The proposal requests funding to establish the participation of the Texas Advanced Computing Center (TACC) as a Resource Provider (RP) in the Extensible Terascale Facility, also referred to as the ETF or the TeraGrid. ETF is an integrated heterogeneous computing-communication-information system designed to provide the national science and engineering community with unparalleled access to secure state-of-the-art cyberinfrastructure resources and services. ETF seamlessly integrates the highest-end computing resources available to the open science community, including powerful and innovative systems at TACC, sophisticated scientific instruments, and diverse data collections, using software tools and services that enable their effective use.

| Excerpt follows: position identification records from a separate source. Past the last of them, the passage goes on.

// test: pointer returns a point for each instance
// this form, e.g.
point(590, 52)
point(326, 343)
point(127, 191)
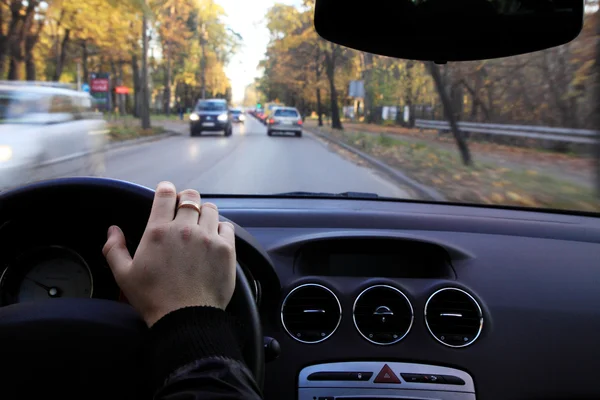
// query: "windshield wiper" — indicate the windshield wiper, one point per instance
point(354, 195)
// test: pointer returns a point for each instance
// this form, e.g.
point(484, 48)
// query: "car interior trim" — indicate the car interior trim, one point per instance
point(412, 314)
point(314, 285)
point(470, 342)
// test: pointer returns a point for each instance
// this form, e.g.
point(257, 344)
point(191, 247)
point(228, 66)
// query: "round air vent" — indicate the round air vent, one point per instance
point(382, 314)
point(453, 317)
point(311, 313)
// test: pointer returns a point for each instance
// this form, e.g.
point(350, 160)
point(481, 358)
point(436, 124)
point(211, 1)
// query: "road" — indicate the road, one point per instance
point(248, 162)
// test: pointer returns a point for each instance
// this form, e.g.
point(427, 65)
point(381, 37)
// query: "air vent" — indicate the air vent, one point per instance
point(382, 314)
point(453, 317)
point(311, 313)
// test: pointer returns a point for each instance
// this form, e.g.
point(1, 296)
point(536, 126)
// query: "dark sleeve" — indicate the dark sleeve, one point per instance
point(195, 353)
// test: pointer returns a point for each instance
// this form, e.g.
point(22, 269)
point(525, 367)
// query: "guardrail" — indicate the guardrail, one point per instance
point(568, 135)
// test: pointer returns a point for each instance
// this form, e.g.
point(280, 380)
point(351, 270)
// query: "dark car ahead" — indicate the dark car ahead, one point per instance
point(237, 115)
point(209, 116)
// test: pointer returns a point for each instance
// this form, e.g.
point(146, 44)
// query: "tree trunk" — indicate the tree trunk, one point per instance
point(145, 95)
point(135, 69)
point(8, 39)
point(596, 114)
point(408, 99)
point(14, 70)
point(167, 89)
point(203, 61)
point(113, 83)
point(367, 75)
point(319, 107)
point(30, 72)
point(330, 60)
point(60, 61)
point(449, 113)
point(84, 62)
point(122, 97)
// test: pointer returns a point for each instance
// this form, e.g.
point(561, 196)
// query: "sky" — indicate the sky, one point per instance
point(247, 17)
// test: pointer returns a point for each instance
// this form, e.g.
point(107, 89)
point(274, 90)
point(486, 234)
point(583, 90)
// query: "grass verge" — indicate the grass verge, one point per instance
point(481, 183)
point(119, 131)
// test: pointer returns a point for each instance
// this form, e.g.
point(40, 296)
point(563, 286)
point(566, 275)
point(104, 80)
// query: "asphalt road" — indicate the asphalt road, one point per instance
point(248, 162)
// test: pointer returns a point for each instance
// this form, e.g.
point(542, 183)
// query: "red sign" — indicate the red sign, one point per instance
point(99, 85)
point(122, 90)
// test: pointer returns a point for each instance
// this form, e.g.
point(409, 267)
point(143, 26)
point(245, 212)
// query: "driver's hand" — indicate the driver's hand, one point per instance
point(184, 259)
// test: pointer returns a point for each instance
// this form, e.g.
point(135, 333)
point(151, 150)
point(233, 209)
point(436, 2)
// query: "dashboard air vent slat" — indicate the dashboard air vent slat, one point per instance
point(311, 313)
point(382, 314)
point(453, 317)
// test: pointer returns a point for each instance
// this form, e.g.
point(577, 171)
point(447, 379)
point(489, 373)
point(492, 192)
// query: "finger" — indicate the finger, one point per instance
point(187, 214)
point(209, 218)
point(227, 232)
point(115, 251)
point(163, 207)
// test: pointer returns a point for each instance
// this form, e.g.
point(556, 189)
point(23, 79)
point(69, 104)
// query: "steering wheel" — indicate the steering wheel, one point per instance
point(92, 347)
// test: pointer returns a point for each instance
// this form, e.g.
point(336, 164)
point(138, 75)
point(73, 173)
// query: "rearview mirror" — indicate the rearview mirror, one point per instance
point(449, 30)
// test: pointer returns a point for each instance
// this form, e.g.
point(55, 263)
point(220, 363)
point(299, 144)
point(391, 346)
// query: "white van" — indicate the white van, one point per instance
point(48, 132)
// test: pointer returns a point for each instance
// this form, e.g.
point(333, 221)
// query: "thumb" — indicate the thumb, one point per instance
point(115, 251)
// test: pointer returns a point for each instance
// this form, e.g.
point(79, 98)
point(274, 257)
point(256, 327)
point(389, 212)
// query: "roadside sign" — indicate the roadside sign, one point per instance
point(100, 85)
point(99, 88)
point(122, 90)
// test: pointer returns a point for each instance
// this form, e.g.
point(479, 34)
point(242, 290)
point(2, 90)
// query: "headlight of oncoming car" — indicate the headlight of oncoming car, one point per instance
point(5, 153)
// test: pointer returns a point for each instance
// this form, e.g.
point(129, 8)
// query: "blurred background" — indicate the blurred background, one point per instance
point(107, 88)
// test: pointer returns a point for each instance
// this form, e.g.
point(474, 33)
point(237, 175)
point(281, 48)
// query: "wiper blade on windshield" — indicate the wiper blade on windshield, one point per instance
point(355, 195)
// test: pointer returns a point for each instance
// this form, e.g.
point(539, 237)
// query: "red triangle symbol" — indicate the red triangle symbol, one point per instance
point(386, 375)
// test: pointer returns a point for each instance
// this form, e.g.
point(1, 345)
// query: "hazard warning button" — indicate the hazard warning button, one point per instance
point(386, 375)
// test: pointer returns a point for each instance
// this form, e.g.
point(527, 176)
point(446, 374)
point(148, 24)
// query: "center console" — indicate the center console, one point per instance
point(383, 381)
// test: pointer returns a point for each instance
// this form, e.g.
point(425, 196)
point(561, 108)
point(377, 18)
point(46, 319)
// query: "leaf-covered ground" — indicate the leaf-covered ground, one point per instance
point(486, 183)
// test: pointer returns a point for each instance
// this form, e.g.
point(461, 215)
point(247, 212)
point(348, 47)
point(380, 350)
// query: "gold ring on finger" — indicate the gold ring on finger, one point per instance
point(189, 204)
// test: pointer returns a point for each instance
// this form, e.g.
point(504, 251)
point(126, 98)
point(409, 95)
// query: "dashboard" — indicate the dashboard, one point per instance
point(375, 299)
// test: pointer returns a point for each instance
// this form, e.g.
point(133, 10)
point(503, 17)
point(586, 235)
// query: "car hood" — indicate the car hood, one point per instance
point(205, 112)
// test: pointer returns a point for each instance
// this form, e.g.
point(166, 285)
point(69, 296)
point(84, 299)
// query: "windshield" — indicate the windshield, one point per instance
point(285, 113)
point(211, 106)
point(20, 107)
point(366, 125)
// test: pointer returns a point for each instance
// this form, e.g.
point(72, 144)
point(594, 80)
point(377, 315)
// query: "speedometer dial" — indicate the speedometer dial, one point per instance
point(49, 273)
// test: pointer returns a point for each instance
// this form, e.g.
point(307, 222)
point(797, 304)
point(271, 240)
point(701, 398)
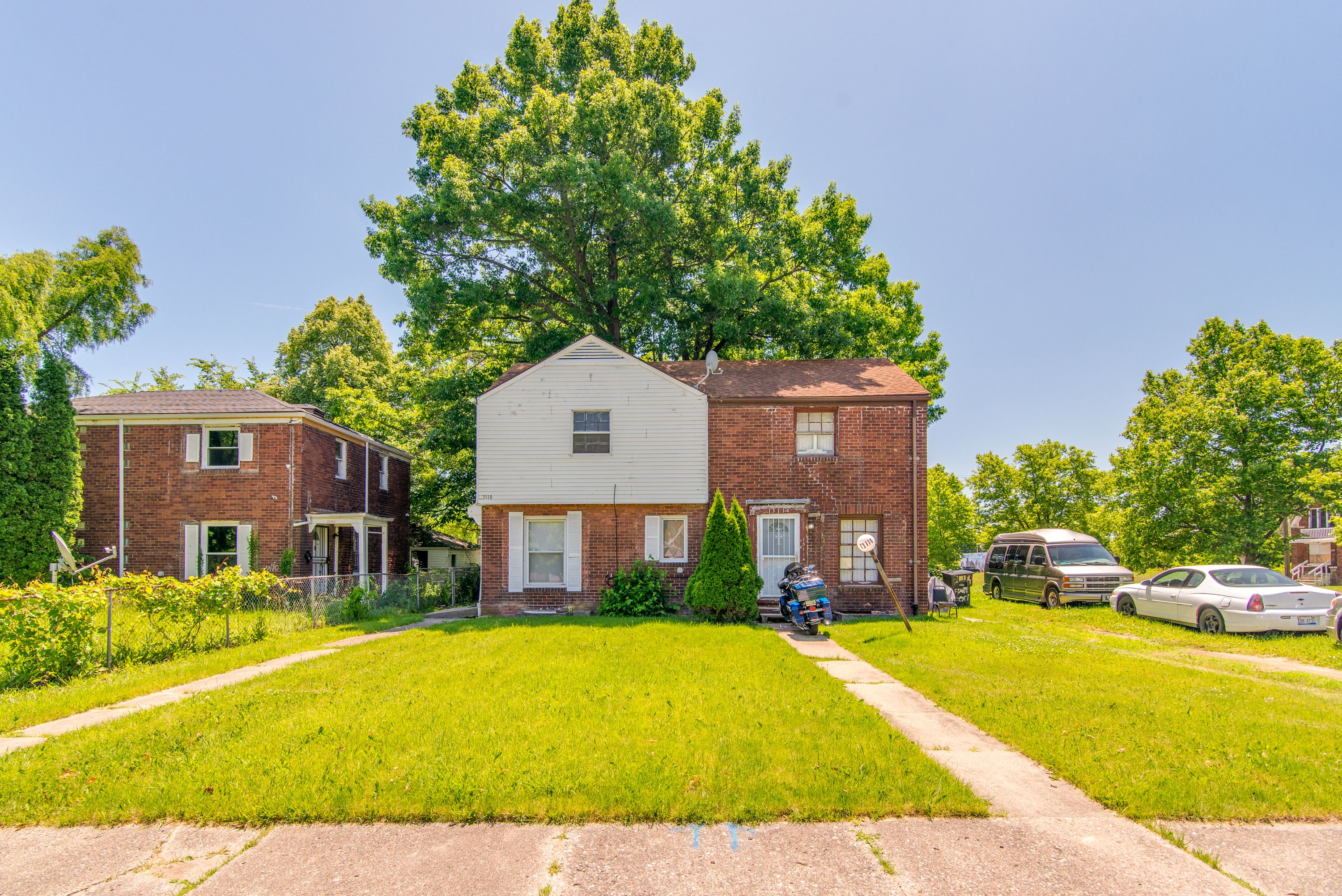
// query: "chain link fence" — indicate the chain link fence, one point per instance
point(113, 631)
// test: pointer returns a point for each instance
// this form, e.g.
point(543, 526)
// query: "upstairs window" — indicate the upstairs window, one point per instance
point(221, 447)
point(591, 433)
point(815, 433)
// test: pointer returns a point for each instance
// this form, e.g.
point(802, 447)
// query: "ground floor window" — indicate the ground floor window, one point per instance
point(855, 565)
point(673, 538)
point(545, 552)
point(221, 548)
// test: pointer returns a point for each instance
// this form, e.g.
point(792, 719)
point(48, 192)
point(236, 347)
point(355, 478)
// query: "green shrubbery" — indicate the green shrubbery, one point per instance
point(53, 633)
point(725, 584)
point(638, 589)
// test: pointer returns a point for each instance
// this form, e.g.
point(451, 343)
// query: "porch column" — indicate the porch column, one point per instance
point(361, 534)
point(384, 556)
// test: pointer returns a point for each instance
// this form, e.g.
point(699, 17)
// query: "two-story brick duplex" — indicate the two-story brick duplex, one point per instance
point(204, 470)
point(592, 459)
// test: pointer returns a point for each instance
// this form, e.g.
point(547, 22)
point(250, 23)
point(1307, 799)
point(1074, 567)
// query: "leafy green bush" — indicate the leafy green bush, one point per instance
point(355, 608)
point(638, 590)
point(49, 632)
point(725, 584)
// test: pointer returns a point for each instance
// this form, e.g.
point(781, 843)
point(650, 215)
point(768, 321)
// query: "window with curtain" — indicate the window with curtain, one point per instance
point(855, 565)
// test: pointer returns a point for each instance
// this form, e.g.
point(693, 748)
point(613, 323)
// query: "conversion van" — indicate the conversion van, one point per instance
point(1051, 566)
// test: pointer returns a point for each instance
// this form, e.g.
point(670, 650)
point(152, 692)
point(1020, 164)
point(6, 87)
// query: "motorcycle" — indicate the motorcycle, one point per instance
point(802, 599)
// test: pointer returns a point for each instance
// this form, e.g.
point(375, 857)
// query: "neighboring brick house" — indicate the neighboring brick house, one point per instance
point(1312, 553)
point(592, 459)
point(204, 470)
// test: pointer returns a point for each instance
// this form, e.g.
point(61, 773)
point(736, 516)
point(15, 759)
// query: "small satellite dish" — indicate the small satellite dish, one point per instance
point(68, 560)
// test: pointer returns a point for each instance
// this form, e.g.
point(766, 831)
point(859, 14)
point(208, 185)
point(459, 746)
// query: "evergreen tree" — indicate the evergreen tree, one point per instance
point(55, 491)
point(751, 581)
point(15, 471)
point(720, 586)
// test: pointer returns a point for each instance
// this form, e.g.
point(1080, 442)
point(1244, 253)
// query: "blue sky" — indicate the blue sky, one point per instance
point(1075, 186)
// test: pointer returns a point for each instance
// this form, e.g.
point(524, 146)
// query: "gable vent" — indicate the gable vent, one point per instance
point(592, 352)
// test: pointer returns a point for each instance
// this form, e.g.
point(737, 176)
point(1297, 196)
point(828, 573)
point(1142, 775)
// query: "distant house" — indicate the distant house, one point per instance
point(592, 459)
point(200, 472)
point(1313, 552)
point(431, 549)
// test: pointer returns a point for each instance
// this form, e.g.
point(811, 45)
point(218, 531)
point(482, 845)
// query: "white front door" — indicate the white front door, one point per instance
point(777, 539)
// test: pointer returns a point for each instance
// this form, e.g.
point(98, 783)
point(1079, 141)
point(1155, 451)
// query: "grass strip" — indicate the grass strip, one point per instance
point(549, 721)
point(1147, 738)
point(22, 707)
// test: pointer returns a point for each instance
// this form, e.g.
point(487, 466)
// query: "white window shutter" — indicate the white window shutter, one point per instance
point(191, 539)
point(243, 538)
point(573, 552)
point(516, 553)
point(653, 538)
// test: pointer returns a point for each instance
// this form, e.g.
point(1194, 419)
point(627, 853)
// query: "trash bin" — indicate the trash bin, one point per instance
point(959, 581)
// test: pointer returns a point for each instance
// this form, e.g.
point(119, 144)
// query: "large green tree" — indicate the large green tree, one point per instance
point(82, 298)
point(952, 519)
point(340, 344)
point(1222, 452)
point(1045, 486)
point(15, 470)
point(572, 187)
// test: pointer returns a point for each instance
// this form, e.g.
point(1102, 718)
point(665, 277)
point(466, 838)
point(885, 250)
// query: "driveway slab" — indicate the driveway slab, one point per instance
point(722, 860)
point(344, 860)
point(1283, 859)
point(1094, 856)
point(55, 862)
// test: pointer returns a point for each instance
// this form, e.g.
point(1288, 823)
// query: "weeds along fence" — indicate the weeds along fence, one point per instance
point(51, 633)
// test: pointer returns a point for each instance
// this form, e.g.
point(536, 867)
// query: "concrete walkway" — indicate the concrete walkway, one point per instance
point(33, 735)
point(1059, 840)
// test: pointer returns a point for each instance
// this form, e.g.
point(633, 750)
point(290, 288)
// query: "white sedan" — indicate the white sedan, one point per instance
point(1227, 599)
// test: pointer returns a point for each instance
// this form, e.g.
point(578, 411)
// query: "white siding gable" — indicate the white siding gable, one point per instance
point(659, 434)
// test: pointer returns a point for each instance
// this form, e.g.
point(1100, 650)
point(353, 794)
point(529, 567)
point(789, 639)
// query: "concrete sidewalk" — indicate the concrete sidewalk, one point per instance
point(33, 735)
point(934, 858)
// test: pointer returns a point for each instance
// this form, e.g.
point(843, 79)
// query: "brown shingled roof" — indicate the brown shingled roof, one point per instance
point(184, 402)
point(800, 380)
point(822, 379)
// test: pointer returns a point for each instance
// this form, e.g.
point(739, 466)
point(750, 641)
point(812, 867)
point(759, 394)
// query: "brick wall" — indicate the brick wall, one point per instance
point(163, 493)
point(752, 456)
point(612, 537)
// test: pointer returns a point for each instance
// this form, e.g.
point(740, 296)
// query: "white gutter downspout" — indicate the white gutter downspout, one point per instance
point(121, 498)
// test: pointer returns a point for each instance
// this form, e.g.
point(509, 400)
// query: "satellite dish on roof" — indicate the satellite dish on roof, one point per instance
point(68, 560)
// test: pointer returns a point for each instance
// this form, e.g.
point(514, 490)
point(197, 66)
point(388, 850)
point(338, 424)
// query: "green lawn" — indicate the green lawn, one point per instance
point(33, 706)
point(1312, 647)
point(1144, 730)
point(560, 721)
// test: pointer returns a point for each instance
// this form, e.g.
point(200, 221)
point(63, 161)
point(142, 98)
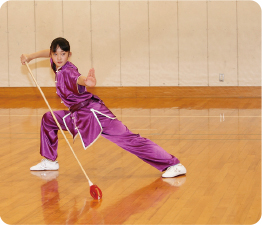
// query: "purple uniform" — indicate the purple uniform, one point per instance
point(92, 119)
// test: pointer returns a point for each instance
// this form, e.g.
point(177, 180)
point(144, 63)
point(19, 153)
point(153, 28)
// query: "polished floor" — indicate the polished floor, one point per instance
point(218, 139)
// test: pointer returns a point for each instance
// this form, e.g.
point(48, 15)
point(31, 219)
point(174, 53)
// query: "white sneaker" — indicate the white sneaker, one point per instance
point(46, 175)
point(174, 171)
point(46, 164)
point(175, 181)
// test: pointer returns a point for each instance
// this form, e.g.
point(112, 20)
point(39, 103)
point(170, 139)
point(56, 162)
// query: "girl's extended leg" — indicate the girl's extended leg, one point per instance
point(49, 129)
point(145, 149)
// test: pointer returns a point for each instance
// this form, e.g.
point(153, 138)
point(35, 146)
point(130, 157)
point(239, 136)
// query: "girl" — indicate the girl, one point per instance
point(89, 117)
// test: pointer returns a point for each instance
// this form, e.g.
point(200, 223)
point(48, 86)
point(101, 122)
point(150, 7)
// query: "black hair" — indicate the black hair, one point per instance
point(59, 42)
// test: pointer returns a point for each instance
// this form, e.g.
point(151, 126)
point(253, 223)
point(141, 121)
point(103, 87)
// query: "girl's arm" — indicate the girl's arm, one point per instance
point(89, 81)
point(28, 57)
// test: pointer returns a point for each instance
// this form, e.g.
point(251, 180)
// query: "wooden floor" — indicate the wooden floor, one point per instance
point(216, 137)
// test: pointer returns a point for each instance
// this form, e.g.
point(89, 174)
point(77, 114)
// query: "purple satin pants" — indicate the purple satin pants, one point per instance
point(113, 130)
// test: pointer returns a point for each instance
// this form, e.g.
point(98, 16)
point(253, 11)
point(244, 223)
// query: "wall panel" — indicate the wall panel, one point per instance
point(192, 43)
point(49, 25)
point(249, 43)
point(134, 43)
point(222, 43)
point(4, 47)
point(21, 40)
point(163, 43)
point(77, 31)
point(106, 42)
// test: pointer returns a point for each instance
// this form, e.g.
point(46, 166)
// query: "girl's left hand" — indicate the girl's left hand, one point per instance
point(90, 80)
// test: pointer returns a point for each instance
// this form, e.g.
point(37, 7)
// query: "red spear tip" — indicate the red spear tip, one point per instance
point(95, 192)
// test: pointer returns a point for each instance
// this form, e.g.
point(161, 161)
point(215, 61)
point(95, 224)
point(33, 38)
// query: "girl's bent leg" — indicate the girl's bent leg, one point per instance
point(48, 134)
point(143, 148)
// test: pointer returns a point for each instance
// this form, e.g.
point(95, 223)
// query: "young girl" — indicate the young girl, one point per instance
point(89, 117)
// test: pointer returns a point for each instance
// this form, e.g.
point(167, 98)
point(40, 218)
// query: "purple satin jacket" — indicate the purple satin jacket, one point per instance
point(84, 121)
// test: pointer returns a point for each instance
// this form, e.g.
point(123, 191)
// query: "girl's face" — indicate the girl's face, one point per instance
point(60, 57)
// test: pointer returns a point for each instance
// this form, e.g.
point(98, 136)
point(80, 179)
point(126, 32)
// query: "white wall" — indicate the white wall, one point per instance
point(136, 43)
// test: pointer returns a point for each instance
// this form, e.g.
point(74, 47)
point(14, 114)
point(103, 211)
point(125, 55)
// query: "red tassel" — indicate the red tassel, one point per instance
point(95, 192)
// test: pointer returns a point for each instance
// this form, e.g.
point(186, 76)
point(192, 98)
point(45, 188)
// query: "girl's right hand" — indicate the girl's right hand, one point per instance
point(25, 58)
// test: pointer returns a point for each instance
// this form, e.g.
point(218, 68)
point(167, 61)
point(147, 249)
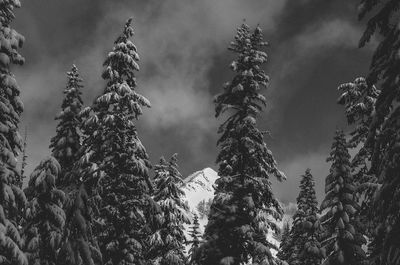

Among large-scale comprehensive cyberinfrastructure projects, ETF pioneers the integration of state-of-the-art software services with the policies and procedures of autonomous open national computing centers and universities. As ETF moves into its five-year operations phase, its partner institutions will seek to: deliver the promise of convenient, reliable, secure, persistent computing, data storage, data collection, and real-time instrument capabilities;support user priorities that include new software services such as co-scheduling, meta-scheduling, parameter sweep tools, and advanced data management and handling; and implement and support science gateway services that engage a much larger number of the nation's scientists and engineers in computing-enabled research and education.
Working alongside TACC are eight other ETF partner organizations: Argonne National Laboratory, Indiana University, the National Center for Supercomputing Applications (NCSA), Oak Ridge National Laboratory, Pittsburgh Supercomputing Center (PSC), Purdue University, and the San Diego Supercomputer Center (SDSC).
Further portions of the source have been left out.